George asked. He had a spark in his eye. I knew he was thinking of the goggles.

  “Many kinds! I will give you one example. Young people like you are fortunate—you hear and see supernatural things. But decrepit fellows such as me are powerless after dark. So we hunt for ways to help older folk defend themselves against the spectral foe. We have made progress, built prototypes…but they are not yet ready for public use.”

  George nodded slowly. “I see. You’ve built prototypes, have you? Fascinating….”

  “Indeed.” The secretary stopped at a dark oak door. “Well, here we are—the reading room.”

  “What about Orpheus?” I said. “Did he bring his wife back in the end?”

  The secretary chuckled. “No, my dear. No, he did not. He erred, and she remained on the Other Side. How I wish we could ensure the same for our dead friends today.” He pushed the door open and stood back. “The assembled company of Lockwood and Co.!” With that he ushered us in and departed, closing the door behind him.

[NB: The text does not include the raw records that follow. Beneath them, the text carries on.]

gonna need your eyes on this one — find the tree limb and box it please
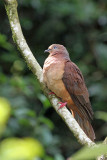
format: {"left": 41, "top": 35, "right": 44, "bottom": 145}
{"left": 3, "top": 0, "right": 95, "bottom": 147}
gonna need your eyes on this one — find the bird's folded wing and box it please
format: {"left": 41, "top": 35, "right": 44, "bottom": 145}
{"left": 62, "top": 60, "right": 93, "bottom": 121}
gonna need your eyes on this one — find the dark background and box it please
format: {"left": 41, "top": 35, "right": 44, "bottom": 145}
{"left": 0, "top": 0, "right": 107, "bottom": 159}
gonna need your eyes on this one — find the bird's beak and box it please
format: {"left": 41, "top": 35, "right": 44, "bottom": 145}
{"left": 44, "top": 49, "right": 51, "bottom": 53}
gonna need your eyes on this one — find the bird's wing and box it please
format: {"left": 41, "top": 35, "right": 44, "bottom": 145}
{"left": 62, "top": 60, "right": 93, "bottom": 121}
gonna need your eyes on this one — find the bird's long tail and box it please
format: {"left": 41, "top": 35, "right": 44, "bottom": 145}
{"left": 71, "top": 110, "right": 95, "bottom": 141}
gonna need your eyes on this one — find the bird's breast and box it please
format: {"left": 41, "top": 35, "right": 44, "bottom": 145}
{"left": 43, "top": 58, "right": 65, "bottom": 85}
{"left": 43, "top": 57, "right": 73, "bottom": 104}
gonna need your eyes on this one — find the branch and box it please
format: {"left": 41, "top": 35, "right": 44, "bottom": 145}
{"left": 3, "top": 0, "right": 95, "bottom": 147}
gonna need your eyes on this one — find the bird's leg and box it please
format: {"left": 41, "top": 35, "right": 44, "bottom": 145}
{"left": 49, "top": 92, "right": 55, "bottom": 95}
{"left": 58, "top": 102, "right": 67, "bottom": 110}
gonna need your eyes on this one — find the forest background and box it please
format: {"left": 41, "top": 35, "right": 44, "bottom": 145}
{"left": 0, "top": 0, "right": 107, "bottom": 159}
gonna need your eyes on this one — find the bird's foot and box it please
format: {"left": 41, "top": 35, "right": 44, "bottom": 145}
{"left": 49, "top": 92, "right": 55, "bottom": 95}
{"left": 58, "top": 102, "right": 67, "bottom": 110}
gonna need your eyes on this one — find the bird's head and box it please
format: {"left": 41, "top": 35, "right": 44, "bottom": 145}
{"left": 44, "top": 44, "right": 70, "bottom": 59}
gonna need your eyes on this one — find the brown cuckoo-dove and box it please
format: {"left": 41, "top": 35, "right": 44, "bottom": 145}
{"left": 43, "top": 44, "right": 95, "bottom": 141}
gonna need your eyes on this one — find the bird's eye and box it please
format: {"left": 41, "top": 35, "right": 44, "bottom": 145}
{"left": 53, "top": 46, "right": 57, "bottom": 49}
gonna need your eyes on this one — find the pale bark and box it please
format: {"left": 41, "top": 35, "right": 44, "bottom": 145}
{"left": 3, "top": 0, "right": 95, "bottom": 147}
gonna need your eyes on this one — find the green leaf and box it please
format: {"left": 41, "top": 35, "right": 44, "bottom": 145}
{"left": 0, "top": 97, "right": 11, "bottom": 135}
{"left": 38, "top": 94, "right": 51, "bottom": 109}
{"left": 95, "top": 111, "right": 107, "bottom": 122}
{"left": 38, "top": 117, "right": 54, "bottom": 129}
{"left": 0, "top": 34, "right": 12, "bottom": 50}
{"left": 0, "top": 137, "right": 44, "bottom": 160}
{"left": 71, "top": 143, "right": 107, "bottom": 160}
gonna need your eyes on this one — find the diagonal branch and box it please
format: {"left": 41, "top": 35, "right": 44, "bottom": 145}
{"left": 3, "top": 0, "right": 95, "bottom": 147}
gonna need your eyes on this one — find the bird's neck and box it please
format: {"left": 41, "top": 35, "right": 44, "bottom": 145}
{"left": 44, "top": 54, "right": 70, "bottom": 69}
{"left": 49, "top": 52, "right": 70, "bottom": 61}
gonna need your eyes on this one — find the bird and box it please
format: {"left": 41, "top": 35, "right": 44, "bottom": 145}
{"left": 43, "top": 44, "right": 95, "bottom": 141}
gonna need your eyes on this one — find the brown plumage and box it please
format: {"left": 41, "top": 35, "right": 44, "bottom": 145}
{"left": 43, "top": 44, "right": 95, "bottom": 141}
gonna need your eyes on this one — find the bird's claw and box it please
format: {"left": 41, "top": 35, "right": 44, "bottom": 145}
{"left": 49, "top": 92, "right": 55, "bottom": 95}
{"left": 58, "top": 102, "right": 67, "bottom": 110}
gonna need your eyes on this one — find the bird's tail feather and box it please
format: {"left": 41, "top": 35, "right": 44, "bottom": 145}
{"left": 71, "top": 110, "right": 95, "bottom": 141}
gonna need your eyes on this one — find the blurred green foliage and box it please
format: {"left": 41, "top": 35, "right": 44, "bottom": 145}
{"left": 0, "top": 0, "right": 107, "bottom": 159}
{"left": 0, "top": 137, "right": 44, "bottom": 160}
{"left": 0, "top": 97, "right": 11, "bottom": 135}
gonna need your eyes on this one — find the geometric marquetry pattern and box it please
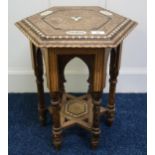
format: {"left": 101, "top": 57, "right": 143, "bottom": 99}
{"left": 60, "top": 94, "right": 93, "bottom": 130}
{"left": 47, "top": 93, "right": 108, "bottom": 131}
{"left": 52, "top": 93, "right": 107, "bottom": 130}
{"left": 65, "top": 97, "right": 88, "bottom": 118}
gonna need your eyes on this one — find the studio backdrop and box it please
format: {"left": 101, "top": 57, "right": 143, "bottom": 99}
{"left": 8, "top": 0, "right": 146, "bottom": 93}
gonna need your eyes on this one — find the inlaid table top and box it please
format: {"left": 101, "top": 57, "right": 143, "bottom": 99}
{"left": 16, "top": 6, "right": 137, "bottom": 48}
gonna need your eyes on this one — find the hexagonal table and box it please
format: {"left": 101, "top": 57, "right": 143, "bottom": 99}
{"left": 16, "top": 6, "right": 137, "bottom": 150}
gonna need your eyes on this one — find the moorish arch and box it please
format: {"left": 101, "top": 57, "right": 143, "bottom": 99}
{"left": 57, "top": 55, "right": 95, "bottom": 93}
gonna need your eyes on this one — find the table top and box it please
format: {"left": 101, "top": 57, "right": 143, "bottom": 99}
{"left": 16, "top": 6, "right": 137, "bottom": 48}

  It wasn’t a very big chamber, the Orpheus Society reading room; if Lockwood’s parents had once given a lecture there, the audience must have been quite small. A band of dark bookshelves encircled a cozy, carpeted space of armchairs and reading tables, randomly arranged. Penelope Fittes sat in a chair by the hearth, staring into the flames. Her long black hair gleamed, her profile might have been carved from alabaster; she was so much younger than any of the other members of the society, her luster almost came as a physical shock. She turned and smiled at us.

  “Hello, Anthony,” she said. “Lucy, George. Come and sit down.”

  Above the mantel hung a painting in a golden frame: a woman in a low-cut black dress, holding a lantern. Her hair was worn high on top of her head; a fierce light burned in her eyes. It was a face familiar from books and stamps and the postcards they sold in the Strand. It did not have the worn, burned-out look of the photographs at Fittes House.

  Penelope Fittes had noticed my appraisal. “Yes, my sweet grandmother,” she said. “She set up this society, when she was still quite young. I continue to encourage them in their efforts. I have great regard for anyone who displays exceptional resourcefulness in combating the Problem. Which is why I have a proposition for you now.”